Hi,
It has been as while since I last posted anything. If you know me, you know that I rant over loops in R. Vectorization was everything to me. I frequently avoided using Loops in R.
On a kaggle challenge, I had to process audio files. Feature extraction of these audio files gave me time series and trying to compare two large time series is a cpu intensive task. For my code which was doing distance optimization, Vectorization just didn’t cut it. Vectorization was taking a long time.
Finally, I read about parallel processing using foreach loops, and implementing them lead my optimization steps to run quickly. Parallel loops ran quicker than the vectorization code that I had written. The results were a relief. Then I read about doMC which helps utilize the multi-core processing ability of your CPU. Then I found that doMC is not available for windows. Fortunately there is doSNOW for windows that does the same thing. This improved my time even more.

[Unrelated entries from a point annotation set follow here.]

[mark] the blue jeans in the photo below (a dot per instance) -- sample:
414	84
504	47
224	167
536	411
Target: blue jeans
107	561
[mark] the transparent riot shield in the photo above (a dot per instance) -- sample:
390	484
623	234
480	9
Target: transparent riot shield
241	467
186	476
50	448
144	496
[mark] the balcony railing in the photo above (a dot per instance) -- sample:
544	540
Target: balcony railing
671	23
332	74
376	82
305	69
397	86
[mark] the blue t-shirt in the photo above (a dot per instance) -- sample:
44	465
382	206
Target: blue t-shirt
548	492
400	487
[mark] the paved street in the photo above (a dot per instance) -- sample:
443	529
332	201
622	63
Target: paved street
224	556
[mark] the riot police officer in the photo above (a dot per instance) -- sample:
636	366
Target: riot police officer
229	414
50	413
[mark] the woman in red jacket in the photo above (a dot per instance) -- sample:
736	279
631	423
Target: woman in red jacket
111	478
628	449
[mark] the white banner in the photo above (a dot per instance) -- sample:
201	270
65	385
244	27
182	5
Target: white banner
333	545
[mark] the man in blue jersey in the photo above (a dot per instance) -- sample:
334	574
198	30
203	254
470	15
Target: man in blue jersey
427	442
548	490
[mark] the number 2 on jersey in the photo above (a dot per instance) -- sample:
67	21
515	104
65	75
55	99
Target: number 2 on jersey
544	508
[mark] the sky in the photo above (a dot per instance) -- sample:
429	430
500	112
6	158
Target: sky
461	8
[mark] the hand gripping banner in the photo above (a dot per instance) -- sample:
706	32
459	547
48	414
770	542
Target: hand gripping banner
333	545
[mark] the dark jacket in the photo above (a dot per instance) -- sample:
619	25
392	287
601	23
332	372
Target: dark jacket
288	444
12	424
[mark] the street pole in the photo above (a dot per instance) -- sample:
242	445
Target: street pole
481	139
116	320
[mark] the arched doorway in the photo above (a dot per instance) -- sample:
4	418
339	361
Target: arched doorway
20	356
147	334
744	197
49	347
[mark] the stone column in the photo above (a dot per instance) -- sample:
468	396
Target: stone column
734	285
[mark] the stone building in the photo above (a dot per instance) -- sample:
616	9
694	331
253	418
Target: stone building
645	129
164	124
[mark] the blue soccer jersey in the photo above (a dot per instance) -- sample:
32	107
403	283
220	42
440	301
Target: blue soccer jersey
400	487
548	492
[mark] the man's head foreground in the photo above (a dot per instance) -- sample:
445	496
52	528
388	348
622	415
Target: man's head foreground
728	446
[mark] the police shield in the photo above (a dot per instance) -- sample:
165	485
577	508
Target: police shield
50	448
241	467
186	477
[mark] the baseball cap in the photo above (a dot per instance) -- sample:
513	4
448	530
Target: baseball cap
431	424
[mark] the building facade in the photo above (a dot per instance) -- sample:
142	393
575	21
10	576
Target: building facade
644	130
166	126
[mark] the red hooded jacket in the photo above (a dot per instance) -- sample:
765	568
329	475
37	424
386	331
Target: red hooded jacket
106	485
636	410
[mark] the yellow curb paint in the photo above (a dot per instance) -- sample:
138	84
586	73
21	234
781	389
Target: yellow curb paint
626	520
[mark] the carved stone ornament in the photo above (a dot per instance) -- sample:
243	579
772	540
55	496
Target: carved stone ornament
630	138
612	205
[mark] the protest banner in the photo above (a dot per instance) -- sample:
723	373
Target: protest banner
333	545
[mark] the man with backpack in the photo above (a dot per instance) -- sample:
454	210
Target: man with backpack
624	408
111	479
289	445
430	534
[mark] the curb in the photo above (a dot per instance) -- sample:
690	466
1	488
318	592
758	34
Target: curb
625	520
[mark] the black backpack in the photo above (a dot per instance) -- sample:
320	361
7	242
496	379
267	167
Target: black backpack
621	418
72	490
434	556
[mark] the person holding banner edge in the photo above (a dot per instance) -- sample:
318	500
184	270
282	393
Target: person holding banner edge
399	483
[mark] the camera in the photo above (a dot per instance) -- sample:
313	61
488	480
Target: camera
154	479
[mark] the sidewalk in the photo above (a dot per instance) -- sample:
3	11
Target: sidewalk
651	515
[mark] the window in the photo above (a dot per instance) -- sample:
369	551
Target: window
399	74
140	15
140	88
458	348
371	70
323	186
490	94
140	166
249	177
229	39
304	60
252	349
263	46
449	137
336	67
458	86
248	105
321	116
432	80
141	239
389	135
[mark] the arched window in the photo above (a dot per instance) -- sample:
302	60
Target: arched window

For my code(which is distance optimization) the numbers are below;
Vectorization(sapply) -> 30 mins
only Foreach loops -> 22 mins
doSNOW + Foreach loops -> 18 mins
Below is a snippet of code that employs Foreach and doSNOW;
# loading libraries
library(doSNOW)
library(foreach)
# initiating cores, my
# machine has a dual core processor
my.clusters<-makeCluster(2)
registerDoSNOW(my.clusters)
i <- 0
# running parallel loops on both cores independantly
# here we are training 16 trees in parallel, on two seperate cores of my CPU
rpart.trees <- foreach(i=1:16, .packages = 'rpart')%dopar%{
data.train <- rbind(train_set1sep[which(train_set1sep$row.sep==i),-c(11)],train_set0)
rpart(ACTION~.,data.train)
}
PS: Remember that this methodology only works for code that can be executed in parallel. Think Map-Reduce with data replication factor of 1.